How many times have you been in a relationship you thought would last, only to be severely disappointed? It’s not easy to have found “The One” only to discover in the end that you’ve got the wrong person. Relationships can be very unpredictable, and somehow, you always find yourself getting the short end of the stick: but before you think that destiny is playing tricks with you, maybe you should first take a look at how you actually approach love.
Sure, there are times when things are beyond your control (such as when you’re fooled into getting entangled with a cheater) but sometimes the problems can also stem from how you handle things. According to a Psychology Today article by Marty Nemko Ph.D., it’s important to ask yourself if your actions are actually causing you to be “unlucky” in romance. Guided by his list of questions, here are several reasons why you may be having relationship issues:
You don’t listen to your intuition.
Sometimes, a person you like will display signs that he’s not the perfect fit for you. He may show a certain attitude you don’t like, or a habit that drives you insane; things that you often choose to ignore or forgive early on. But remember that small things can build up overtime—some can even be downright abusive—so save yourself the trouble of going through an emotional rollercoaster by reading the red flags and listening to your inner voice.

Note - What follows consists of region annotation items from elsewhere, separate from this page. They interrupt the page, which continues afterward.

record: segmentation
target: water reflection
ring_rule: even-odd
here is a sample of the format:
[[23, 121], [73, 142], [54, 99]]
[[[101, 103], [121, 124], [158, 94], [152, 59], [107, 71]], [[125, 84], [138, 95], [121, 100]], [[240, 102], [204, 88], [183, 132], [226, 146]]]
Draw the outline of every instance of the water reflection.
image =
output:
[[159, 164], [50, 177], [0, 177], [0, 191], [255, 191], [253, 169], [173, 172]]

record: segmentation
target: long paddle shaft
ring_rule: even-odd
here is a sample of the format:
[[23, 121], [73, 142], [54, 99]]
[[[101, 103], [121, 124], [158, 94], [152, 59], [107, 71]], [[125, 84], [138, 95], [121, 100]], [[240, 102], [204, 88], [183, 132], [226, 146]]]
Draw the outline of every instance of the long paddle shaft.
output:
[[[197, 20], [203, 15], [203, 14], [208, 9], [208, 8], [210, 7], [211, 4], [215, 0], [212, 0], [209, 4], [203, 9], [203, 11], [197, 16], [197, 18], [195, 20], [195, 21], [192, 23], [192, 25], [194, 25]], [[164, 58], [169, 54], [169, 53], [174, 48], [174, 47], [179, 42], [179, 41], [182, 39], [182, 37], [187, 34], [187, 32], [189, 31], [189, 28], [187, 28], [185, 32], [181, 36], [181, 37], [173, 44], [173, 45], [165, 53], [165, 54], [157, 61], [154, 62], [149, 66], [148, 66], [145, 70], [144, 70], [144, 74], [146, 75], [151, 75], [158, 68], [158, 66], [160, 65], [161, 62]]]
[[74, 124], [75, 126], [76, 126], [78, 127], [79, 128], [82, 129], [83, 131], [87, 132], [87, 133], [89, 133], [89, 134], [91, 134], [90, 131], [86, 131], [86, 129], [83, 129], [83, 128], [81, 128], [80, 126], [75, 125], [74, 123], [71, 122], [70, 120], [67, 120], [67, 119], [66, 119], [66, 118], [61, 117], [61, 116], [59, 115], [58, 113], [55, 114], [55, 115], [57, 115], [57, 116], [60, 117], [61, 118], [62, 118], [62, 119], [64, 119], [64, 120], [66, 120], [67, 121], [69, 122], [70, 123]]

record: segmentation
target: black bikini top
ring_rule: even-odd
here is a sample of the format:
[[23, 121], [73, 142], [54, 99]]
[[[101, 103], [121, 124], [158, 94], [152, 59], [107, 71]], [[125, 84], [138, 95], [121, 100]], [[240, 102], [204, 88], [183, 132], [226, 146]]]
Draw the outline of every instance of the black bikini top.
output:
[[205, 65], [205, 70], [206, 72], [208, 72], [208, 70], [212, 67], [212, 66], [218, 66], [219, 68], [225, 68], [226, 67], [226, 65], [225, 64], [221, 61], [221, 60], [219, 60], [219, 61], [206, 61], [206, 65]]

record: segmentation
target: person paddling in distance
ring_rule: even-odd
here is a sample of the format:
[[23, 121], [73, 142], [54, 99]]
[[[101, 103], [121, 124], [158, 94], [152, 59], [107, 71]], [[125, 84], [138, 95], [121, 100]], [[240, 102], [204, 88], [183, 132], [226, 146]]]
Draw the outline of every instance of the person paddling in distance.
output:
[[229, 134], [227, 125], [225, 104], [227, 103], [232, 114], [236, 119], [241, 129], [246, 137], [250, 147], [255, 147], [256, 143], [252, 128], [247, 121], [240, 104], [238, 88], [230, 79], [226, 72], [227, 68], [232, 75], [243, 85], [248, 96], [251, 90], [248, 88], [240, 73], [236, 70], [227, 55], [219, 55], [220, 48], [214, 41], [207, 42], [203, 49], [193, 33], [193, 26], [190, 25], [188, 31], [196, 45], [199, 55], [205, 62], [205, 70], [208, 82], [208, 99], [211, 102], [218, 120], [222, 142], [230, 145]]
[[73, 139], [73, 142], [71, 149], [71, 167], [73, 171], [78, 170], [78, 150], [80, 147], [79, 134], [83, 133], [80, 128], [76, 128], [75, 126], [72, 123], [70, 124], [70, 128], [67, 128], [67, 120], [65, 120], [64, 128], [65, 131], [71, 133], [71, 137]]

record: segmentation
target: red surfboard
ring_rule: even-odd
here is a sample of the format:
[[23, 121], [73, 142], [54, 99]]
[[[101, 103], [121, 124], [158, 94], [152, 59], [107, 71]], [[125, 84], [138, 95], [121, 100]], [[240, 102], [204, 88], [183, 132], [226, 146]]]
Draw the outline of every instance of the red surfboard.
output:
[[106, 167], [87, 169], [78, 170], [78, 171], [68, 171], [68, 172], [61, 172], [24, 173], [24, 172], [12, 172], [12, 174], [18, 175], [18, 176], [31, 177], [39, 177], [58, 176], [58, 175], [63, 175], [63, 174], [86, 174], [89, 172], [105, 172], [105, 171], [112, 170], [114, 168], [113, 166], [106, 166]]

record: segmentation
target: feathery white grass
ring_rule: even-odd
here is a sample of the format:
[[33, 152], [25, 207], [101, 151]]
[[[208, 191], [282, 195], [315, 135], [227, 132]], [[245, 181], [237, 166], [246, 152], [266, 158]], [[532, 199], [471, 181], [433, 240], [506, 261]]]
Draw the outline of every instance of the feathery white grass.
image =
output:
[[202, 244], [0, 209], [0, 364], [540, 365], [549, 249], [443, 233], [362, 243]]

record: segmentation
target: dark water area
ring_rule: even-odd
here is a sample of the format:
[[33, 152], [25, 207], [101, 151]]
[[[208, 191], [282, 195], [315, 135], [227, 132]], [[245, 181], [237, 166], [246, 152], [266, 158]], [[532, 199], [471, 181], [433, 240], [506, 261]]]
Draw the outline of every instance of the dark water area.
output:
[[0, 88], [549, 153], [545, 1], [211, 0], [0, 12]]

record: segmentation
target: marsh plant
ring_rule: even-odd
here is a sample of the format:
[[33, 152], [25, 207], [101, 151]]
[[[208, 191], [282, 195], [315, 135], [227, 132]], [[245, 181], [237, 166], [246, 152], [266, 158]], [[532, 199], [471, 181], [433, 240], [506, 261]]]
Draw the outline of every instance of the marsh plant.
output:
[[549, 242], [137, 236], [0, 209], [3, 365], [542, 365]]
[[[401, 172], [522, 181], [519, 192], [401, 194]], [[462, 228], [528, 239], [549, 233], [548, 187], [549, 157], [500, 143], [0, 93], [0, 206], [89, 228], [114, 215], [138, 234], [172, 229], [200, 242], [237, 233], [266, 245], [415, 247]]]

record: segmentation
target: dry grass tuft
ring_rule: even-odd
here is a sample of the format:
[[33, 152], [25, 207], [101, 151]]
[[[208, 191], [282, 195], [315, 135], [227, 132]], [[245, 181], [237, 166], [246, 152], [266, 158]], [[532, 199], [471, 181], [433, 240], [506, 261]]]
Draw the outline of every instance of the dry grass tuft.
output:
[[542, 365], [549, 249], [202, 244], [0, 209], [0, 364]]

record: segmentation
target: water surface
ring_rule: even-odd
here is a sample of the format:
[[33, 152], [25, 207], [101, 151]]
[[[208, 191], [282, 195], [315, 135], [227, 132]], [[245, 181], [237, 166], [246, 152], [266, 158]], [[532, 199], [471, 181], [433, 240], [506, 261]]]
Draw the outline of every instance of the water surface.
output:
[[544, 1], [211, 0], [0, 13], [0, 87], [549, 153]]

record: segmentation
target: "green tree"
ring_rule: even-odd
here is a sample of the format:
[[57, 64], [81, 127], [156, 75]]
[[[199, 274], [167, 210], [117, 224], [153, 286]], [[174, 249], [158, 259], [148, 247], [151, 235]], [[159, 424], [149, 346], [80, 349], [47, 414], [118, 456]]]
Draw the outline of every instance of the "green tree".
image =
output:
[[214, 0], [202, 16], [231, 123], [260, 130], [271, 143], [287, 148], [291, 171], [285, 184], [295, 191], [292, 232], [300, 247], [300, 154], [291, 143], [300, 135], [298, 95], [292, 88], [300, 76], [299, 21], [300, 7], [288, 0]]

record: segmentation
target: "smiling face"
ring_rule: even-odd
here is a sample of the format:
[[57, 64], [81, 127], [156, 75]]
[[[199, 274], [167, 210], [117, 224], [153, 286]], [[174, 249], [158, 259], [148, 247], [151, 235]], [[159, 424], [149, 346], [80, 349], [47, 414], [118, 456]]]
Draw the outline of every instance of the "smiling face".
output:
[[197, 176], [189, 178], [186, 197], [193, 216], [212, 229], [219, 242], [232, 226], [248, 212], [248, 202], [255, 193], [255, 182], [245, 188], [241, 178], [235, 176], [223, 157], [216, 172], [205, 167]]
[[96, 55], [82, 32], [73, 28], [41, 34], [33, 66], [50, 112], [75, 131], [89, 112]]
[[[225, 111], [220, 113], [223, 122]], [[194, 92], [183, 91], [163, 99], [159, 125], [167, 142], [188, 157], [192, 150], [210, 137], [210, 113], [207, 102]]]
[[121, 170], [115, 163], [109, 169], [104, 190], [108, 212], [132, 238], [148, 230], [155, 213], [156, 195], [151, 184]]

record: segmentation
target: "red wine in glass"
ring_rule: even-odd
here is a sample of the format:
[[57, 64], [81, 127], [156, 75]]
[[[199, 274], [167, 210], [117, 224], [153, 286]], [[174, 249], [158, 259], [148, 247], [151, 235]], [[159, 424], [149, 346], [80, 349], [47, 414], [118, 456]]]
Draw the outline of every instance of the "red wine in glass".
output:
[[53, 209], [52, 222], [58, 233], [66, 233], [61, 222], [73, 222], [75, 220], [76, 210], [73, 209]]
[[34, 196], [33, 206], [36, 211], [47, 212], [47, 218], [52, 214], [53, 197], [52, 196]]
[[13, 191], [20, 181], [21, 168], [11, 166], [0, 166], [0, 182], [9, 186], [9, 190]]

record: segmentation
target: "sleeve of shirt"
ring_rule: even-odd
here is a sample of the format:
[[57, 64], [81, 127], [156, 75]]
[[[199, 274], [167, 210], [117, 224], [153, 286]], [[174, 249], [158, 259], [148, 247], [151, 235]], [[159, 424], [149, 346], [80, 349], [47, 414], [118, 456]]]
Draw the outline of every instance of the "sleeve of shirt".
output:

You believe you can fix a person.
If you think your love can change a person, then you’re in for a rude awakening. Getting together with someone with many issues just because you think that you can “fix” him isn’t likely to give you a happy ending. Relationships only become successful if two people work on it: if you’re the only one rowing the boat, then you won’t get anywhere. Remember that change is something that a person should decide by himself, and unless your beau realizes that he needs to fix his life, then no one—not even you—can make him do so.

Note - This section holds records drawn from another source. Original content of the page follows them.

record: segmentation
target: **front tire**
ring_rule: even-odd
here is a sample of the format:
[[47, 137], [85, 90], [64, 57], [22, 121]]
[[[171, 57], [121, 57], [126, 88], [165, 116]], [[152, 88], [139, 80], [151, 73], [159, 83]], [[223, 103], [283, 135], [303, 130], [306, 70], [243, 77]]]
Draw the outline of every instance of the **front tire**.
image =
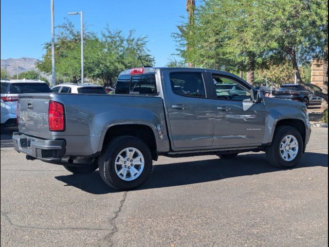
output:
[[152, 155], [149, 147], [140, 139], [119, 136], [104, 148], [98, 165], [100, 175], [108, 185], [120, 190], [132, 189], [149, 177]]
[[90, 165], [83, 166], [64, 166], [64, 167], [68, 171], [74, 174], [88, 174], [97, 169], [98, 164], [97, 162], [95, 162]]
[[272, 144], [265, 150], [268, 161], [281, 168], [296, 166], [303, 154], [304, 142], [300, 133], [290, 126], [280, 126], [276, 130]]

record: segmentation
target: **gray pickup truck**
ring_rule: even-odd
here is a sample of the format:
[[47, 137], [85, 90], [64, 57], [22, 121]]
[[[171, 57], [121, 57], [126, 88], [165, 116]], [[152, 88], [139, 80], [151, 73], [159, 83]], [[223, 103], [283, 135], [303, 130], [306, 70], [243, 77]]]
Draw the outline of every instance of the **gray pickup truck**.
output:
[[[244, 92], [221, 91], [230, 84]], [[263, 98], [235, 75], [211, 69], [129, 69], [113, 95], [20, 95], [18, 109], [17, 151], [74, 173], [99, 168], [119, 190], [144, 182], [159, 155], [263, 151], [273, 165], [291, 167], [310, 135], [304, 104]]]

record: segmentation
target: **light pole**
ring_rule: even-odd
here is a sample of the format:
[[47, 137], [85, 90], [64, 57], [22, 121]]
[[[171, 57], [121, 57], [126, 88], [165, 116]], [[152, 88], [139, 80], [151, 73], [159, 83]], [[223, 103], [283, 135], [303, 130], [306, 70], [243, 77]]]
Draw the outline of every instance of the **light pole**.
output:
[[20, 62], [20, 61], [16, 61], [16, 73], [17, 74], [17, 76], [16, 77], [16, 79], [17, 79], [17, 80], [19, 79], [19, 63]]
[[82, 10], [80, 12], [70, 12], [68, 14], [80, 14], [80, 36], [81, 39], [81, 83], [83, 83], [83, 12]]
[[7, 66], [10, 66], [9, 64], [5, 64], [5, 80], [7, 80]]
[[56, 85], [55, 77], [55, 36], [53, 20], [53, 0], [50, 0], [50, 19], [51, 20], [51, 84]]

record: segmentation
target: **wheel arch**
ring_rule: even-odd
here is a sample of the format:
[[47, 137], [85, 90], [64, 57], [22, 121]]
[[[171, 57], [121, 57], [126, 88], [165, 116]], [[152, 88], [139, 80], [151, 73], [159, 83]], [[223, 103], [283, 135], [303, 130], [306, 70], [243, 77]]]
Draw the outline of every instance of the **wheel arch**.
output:
[[272, 136], [272, 140], [273, 139], [273, 137], [276, 134], [276, 132], [278, 130], [278, 127], [280, 126], [290, 126], [297, 129], [299, 132], [299, 133], [300, 133], [300, 134], [302, 136], [302, 138], [303, 138], [303, 143], [304, 145], [303, 150], [303, 152], [305, 152], [305, 149], [306, 148], [305, 143], [306, 131], [306, 126], [305, 125], [305, 123], [304, 122], [304, 121], [300, 119], [297, 119], [294, 118], [286, 118], [281, 119], [278, 121], [275, 127], [274, 132]]
[[107, 129], [102, 142], [102, 149], [105, 144], [114, 138], [127, 135], [134, 136], [144, 142], [151, 150], [152, 159], [156, 161], [158, 151], [155, 135], [152, 128], [143, 124], [120, 124], [111, 126]]

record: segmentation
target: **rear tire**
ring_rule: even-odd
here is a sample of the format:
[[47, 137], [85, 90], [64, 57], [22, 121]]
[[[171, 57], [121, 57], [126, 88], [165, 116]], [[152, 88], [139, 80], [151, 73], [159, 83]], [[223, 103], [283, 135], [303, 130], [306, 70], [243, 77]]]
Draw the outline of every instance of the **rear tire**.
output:
[[233, 158], [237, 156], [239, 153], [230, 153], [229, 154], [219, 154], [218, 156], [221, 158]]
[[[286, 142], [287, 145], [285, 144], [284, 139], [286, 137], [293, 137], [292, 139], [298, 143], [297, 151], [295, 152], [296, 147], [293, 148], [295, 149], [293, 151], [296, 154], [296, 156], [286, 154], [286, 156], [284, 156], [285, 151], [286, 153], [291, 150], [289, 146], [290, 143]], [[294, 142], [293, 145], [291, 143], [291, 147], [296, 146], [295, 143]], [[290, 168], [296, 166], [300, 160], [303, 155], [303, 138], [297, 129], [290, 126], [280, 126], [276, 130], [272, 144], [266, 148], [265, 152], [268, 161], [273, 166], [280, 168]], [[281, 149], [282, 148], [283, 150]]]
[[86, 166], [64, 166], [66, 170], [74, 174], [88, 174], [96, 170], [98, 168], [97, 162], [95, 162]]
[[130, 190], [141, 185], [149, 177], [152, 167], [152, 154], [140, 139], [119, 136], [103, 148], [98, 165], [100, 175], [108, 185], [120, 190]]

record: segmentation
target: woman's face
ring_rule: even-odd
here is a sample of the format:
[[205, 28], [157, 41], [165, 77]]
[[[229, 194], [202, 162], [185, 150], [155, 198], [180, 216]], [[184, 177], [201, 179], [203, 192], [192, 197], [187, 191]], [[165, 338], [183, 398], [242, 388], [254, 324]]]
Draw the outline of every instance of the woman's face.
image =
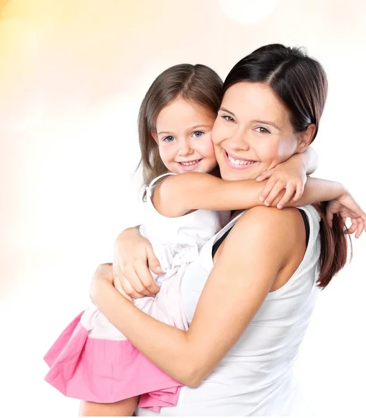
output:
[[254, 179], [306, 148], [270, 87], [241, 82], [226, 91], [212, 130], [224, 180]]

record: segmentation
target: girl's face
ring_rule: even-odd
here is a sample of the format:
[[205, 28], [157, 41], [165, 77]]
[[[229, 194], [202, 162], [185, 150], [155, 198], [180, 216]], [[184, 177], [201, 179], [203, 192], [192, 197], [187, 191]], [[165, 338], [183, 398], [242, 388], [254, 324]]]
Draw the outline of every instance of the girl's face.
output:
[[211, 130], [216, 115], [177, 98], [164, 107], [152, 135], [164, 165], [172, 173], [210, 173], [216, 167]]
[[256, 178], [304, 151], [314, 127], [295, 133], [289, 111], [269, 86], [247, 82], [234, 84], [225, 92], [212, 131], [222, 178]]

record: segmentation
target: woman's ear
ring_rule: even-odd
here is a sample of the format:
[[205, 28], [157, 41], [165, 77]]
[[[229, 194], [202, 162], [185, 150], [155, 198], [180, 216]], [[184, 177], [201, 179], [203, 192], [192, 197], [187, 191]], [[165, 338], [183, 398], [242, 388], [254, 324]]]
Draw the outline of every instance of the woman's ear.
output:
[[156, 132], [155, 131], [153, 131], [151, 132], [151, 137], [153, 137], [154, 141], [156, 142], [156, 144], [158, 144], [158, 135], [156, 134]]
[[303, 132], [298, 134], [298, 153], [303, 153], [312, 143], [315, 133], [315, 124], [310, 123]]

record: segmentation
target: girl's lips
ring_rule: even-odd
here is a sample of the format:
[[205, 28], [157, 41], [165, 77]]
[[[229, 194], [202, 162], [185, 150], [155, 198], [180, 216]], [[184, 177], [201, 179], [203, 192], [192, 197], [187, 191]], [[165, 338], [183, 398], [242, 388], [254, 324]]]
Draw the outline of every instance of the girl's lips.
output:
[[259, 161], [253, 161], [252, 160], [245, 160], [244, 158], [235, 158], [235, 157], [230, 155], [230, 157], [234, 160], [241, 160], [243, 161], [251, 162], [250, 164], [235, 164], [234, 162], [232, 162], [231, 161], [230, 161], [230, 160], [229, 160], [229, 155], [224, 148], [222, 148], [222, 153], [224, 154], [224, 158], [225, 159], [225, 162], [227, 164], [227, 165], [230, 167], [232, 167], [233, 169], [236, 169], [236, 170], [246, 170], [250, 167], [253, 167], [259, 164]]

You make it all about you.
Ask yourself, who adjusts more in the relationship, and who demands more adjustments from the other party? Do you unwittingly consider your needs to be more important than your partner’s? Relationships are about compromise, which can range from going Dutch during dates to taking your partner’s input in consideration when planning something life-changing. If you always put your needs before his, then it could be why things aren’t working out so well for you.

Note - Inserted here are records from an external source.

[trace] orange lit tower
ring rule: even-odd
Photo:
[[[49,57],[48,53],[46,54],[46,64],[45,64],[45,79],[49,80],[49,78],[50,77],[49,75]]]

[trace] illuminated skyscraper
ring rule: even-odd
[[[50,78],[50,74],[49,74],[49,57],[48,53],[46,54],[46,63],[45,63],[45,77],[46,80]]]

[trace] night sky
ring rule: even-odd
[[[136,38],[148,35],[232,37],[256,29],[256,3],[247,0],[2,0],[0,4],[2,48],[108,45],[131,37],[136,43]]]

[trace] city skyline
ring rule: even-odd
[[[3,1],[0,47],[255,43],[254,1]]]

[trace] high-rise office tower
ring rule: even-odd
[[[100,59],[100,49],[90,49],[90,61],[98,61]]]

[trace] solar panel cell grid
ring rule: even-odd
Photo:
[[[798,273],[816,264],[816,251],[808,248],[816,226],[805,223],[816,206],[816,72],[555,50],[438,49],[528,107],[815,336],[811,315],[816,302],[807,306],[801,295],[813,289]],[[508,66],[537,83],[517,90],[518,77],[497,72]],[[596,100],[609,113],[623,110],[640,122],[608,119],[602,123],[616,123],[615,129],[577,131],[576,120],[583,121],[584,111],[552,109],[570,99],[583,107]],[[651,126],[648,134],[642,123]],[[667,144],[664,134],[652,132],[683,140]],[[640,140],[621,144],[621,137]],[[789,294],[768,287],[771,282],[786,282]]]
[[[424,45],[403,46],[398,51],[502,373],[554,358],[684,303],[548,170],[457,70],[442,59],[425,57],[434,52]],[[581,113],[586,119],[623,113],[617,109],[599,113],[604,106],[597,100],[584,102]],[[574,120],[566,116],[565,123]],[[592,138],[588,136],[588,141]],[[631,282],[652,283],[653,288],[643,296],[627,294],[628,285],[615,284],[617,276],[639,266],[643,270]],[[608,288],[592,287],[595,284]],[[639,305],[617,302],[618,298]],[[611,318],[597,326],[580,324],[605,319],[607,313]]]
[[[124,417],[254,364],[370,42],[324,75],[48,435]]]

You expect a person to match the impossible ideal in your head.
We all have standards, but sometimes, you wrongly expect someone to be the person you imagine in your head so when he doesn’t meet your expectations, you become frustrated. If this is the case, then you’re not dating a real person, but a vague collage of someone you deem to be ideal. Learn to plant your feet on the ground and realize that love means accepting the entirety of a person, imperfections and all.